Lucky is one of those movies where nothing grand or interesting ever happens; there are no big plot twists or even any dramatic confrontations in this movie, where the two biggest scenarios are that Lucky’s friend Howard (David Lynch) is mourning over his missing pet tortoise named President Roosevelt, and that Lucky can’t light up a cigarette inside a public place. The thing is, though, while the fact that nothing happens here sounds like it’s a knock against the film, it actually helps establish a calm and grounded environment, the kind where the everyday lives of these townsfolk, Lucky included, are presented not as dramatically engaging but more like a snapshot of people who are content with the small, unshowy lives that they lead. It reminded me a lot of Paterson from a couple of years ago, a movie that also had no major dramatic stakes to it and was just a week in the lives of some very ordinary but very content people, which in many ways made it more three-dimensional and engaging than some of the more structured dramas out there because they felt like real people you could bump into randomly as you go about your day and strike up an amiable conversation with; the same can be said with Lucky, which also features a whole bunch of interesting characters, even if you don’t always end up agreeing with some of their philosophies, who you wouldn’t mind spending a bit of time with because they all have different stories to tell that you really want to know more about. There’s a scene where Tom Skerritt pops up for just the one scene and swaps war stories with Lucky in a café, and the details which he describes during a particularly disturbing encounter during the Okinawa invasion of World War II are the kind that will really stick in your imagination long after he’s gone, and it’s delivered so well by this character that you’re actually disappointed he’s not in the movie anymore after that, because you want to know a hell of a lot more about this guy and what other things he saw whilst serving his country.

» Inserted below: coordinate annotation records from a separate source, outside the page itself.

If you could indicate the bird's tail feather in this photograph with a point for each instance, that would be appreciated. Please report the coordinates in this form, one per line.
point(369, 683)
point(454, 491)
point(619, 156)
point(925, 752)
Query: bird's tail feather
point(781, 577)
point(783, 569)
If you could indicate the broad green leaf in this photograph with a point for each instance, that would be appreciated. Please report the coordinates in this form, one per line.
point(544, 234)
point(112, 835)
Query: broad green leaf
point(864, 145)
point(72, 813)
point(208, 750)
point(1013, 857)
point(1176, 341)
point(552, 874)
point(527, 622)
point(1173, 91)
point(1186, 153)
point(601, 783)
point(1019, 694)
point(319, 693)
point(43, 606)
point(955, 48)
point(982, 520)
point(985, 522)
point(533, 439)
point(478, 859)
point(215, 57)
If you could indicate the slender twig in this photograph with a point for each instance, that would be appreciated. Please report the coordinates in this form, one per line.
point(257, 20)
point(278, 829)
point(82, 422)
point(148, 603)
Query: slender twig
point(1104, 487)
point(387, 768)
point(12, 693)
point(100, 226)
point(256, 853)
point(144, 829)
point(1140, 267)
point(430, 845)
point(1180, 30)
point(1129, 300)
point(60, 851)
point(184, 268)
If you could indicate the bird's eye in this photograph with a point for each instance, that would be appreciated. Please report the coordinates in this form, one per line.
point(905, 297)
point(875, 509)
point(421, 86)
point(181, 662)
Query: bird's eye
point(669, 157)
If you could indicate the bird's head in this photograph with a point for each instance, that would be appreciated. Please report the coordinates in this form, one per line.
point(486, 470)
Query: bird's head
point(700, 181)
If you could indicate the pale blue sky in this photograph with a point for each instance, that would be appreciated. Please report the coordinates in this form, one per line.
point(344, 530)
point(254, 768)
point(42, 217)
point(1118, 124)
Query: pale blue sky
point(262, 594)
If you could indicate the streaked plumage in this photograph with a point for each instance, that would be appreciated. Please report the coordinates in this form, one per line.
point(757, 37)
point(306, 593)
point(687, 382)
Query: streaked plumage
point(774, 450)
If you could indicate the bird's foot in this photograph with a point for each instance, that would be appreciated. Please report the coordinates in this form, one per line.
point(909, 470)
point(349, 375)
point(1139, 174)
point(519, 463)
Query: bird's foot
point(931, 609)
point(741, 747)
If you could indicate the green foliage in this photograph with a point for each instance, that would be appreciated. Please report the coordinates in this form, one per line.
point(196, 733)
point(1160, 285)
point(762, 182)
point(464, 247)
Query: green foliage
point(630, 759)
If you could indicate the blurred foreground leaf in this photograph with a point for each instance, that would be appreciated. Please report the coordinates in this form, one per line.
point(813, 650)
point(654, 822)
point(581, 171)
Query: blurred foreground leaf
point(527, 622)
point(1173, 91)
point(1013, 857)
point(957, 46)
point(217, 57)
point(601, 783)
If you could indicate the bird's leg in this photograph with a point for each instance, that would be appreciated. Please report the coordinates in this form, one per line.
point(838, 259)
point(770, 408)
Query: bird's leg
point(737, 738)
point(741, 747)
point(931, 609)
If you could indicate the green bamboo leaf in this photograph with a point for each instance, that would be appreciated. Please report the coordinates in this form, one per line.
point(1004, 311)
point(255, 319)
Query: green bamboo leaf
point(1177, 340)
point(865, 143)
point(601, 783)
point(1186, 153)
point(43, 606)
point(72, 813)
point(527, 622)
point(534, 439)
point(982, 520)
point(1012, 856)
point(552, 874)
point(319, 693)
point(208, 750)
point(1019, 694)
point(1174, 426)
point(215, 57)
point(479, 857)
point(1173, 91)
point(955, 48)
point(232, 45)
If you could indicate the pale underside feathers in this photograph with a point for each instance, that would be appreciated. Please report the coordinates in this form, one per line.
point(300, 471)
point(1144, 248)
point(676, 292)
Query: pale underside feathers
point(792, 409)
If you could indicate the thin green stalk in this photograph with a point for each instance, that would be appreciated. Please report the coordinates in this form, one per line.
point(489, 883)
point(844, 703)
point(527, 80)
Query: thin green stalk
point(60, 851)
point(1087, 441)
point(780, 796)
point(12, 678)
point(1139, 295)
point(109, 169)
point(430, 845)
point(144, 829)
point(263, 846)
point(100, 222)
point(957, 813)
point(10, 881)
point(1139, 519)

The movie is filled with little character-driven vignettes like that, and while not everyone will like how there is no traditional narrative structure to this film, they will at the very least be captivated by the simplicity and content nature of these people occupying the screen.

It’s a script – co-written by Logan Sparks, a close friend of Stanton’s as well as his long-time PA – that really depends on the lead performance being strong enough to carry it even though there’s nothing to carry it over, and luckily Harry Dean Stanton delivers a solid enough performance to rest it all on his somewhat fragile – and, sadly, soon to be non-active – shoulders. The character of Lucky appears to be tailor-made for Stanton and the actor fits into it perfectly like the comfiest pair of socks you could give a man in his golden years, trading fun quips with the several characters he bumps into along the way, having some quietly emotional moments when required, and in one memorable scene singing a spontaneous song in Spanish at a friend’s fiesta that’s subtle in its powerful nature. As you learn a little more about this guy and what kind of life he led up to this point, the more you feel a tragic sense of loneliness to his being and his aching desire for some kind of human contact, whether it be brief small-talk or rude insults to a lawyer (Ron Livingston) who’s just there to do his job. Stanton achieves all that with all the acting power he has left in his system, and he does so in ways that will really make you realise what a talent it was that we lost just over a year ago.

It’s a quiet and slight movie that’s certainly driven by the writing that gives us many interesting characters to glimpse at, as well as a captivating lead performance by an actor who might not be around anymore, but who we should all count ourselves lucky that he at least went out with one hell of a good movie.


Lucky makes up for its lack of a traditional narrative with a script that features several interesting characters we’d like to know more about, least of all the titular character played wonderfully by the late Harry Dean Stanton.